Je n’avais pas compris ce qu’il voulait dire. Pas encore. Une heure plus tard, je me suis retrouvée debout au fond de l’amphithéâtre, tandis que Chloé était assise à ma place. Claire était furieuse.
« Elle a pris ta place », murmura-t-elle.
« Pas aujourd’hui », lui ai-je dit. « Nous n’allons pas gâcher cette journée pour Michael. »
Je suis donc resté silencieux. Puis le principal est monté sur scène.
« Et maintenant, » annonça-t-il, « j’ai l’honneur de vous présenter le major de promotion de cette année… Michael Evans. »
L’auditorium explosa de joie. Tout le monde se leva. Les professeurs applaudirent. Les élèves crièrent. David se leva aussitôt, applaudissant fièrement comme s’il méritait une part du mérite. Chloé leva son téléphone pour filmer. Michael monta sur scène. Mais il ne regarda ni David, ni Chloé. Son regard se porta droit vers le fond de l’auditorium. Vers moi. Puis il déplia son discours préparé, le parcourut du regard, le replia et le glissa dans sa poche.

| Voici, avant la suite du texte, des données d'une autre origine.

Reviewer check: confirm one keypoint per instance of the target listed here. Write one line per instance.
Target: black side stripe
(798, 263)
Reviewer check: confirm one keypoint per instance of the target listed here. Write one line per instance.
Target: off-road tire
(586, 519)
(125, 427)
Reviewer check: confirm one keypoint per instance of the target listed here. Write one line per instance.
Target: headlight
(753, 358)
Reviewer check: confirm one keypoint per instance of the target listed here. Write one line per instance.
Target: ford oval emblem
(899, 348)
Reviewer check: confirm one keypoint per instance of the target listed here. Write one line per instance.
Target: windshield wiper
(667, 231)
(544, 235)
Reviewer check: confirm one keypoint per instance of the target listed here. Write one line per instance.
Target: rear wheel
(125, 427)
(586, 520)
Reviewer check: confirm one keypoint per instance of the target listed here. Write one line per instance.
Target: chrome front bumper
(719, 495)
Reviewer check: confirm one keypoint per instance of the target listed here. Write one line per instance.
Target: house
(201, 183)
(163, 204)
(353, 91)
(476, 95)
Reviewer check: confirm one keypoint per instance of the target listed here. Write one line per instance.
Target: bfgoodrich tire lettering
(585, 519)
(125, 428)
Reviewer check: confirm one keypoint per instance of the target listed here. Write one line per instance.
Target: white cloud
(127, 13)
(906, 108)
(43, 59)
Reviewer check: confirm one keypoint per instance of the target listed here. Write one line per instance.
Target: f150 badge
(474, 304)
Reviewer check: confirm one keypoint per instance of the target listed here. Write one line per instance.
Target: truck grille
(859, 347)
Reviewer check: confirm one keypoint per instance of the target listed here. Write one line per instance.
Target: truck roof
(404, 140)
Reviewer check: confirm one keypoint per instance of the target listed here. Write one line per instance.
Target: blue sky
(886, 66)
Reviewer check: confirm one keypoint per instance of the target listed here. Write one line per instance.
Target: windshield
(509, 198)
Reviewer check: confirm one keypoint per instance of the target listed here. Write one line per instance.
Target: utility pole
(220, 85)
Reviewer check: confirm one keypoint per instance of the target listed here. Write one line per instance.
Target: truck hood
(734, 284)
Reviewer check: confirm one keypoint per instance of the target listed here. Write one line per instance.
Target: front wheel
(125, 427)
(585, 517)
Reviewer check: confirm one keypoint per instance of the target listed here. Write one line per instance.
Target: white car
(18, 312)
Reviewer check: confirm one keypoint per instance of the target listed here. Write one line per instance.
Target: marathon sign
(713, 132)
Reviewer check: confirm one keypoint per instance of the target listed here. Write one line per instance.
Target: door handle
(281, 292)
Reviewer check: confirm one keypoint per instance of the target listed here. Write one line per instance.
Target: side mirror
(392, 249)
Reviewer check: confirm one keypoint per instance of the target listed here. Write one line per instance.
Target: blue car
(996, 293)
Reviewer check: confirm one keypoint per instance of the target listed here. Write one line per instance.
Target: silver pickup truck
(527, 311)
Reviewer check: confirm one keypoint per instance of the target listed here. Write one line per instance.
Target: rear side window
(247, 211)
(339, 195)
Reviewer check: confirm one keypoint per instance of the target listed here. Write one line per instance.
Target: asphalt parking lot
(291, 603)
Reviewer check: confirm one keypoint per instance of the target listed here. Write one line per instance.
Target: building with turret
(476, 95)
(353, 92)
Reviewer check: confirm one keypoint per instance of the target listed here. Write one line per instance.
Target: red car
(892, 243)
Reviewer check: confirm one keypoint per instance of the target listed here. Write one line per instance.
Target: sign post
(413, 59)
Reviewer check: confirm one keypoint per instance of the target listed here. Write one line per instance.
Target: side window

« J’avais préparé un discours », a-t-il déclaré dans le micro. « Mais je ne le prononcerai pas. »
Six cents personnes ont cessé de bouger.
« J’allais remercier tous ceux qui m’ont aidé à en arriver là. »
Son regard se porta brièvement sur Chloé.
« Mais ce matin, quelqu’un dans cette pièce a fait quelque chose que je ne peux pas ignorer. »
Chloé baissa son téléphone. Michael la pointa du doigt. Toute la salle se retourna.
« Tu croyais que personne n’avait vu ce que tu faisais. Tu croyais que l’argent te rendait intouchable. »
Puis il a brandi la carte de visite déchirée. Mon nom. Coupé en deux.
« J’ai les images de vidéosurveillance », a-t-il déclaré.
La pièce s’emplit de chuchotements.
« Ma mère a cumulé deux emplois pendant dix-huit ans pour me permettre d’en arriver là. »
Sa voix s’est brisée, puis s’est stabilisée.
« Elle nettoyait les bureaux avant l’aube. Elle travaillait tard dans la nuit. Elle n’a jamais manqué une réunion de parents. Pas une seule fois. »
Il désigna le fond de l’auditorium. Vers moi.
« Je suis ici grâce à elle. »
Toute la salle s’est retournée. Pour la première fois, six cents personnes m’ont vue. Ni Chloé, ni David. Moi. Et là, sous le panneau de sortie, j’ai compris quelque chose. Chaque sacrifice en avait valu la peine. Chaque lever aux aurores. Chaque nuit blanche. Chaque épreuve. Nous y étions arrivés. Et mon fils avait fait en sorte que toute la salle sache qui méritait d’être au premier rang.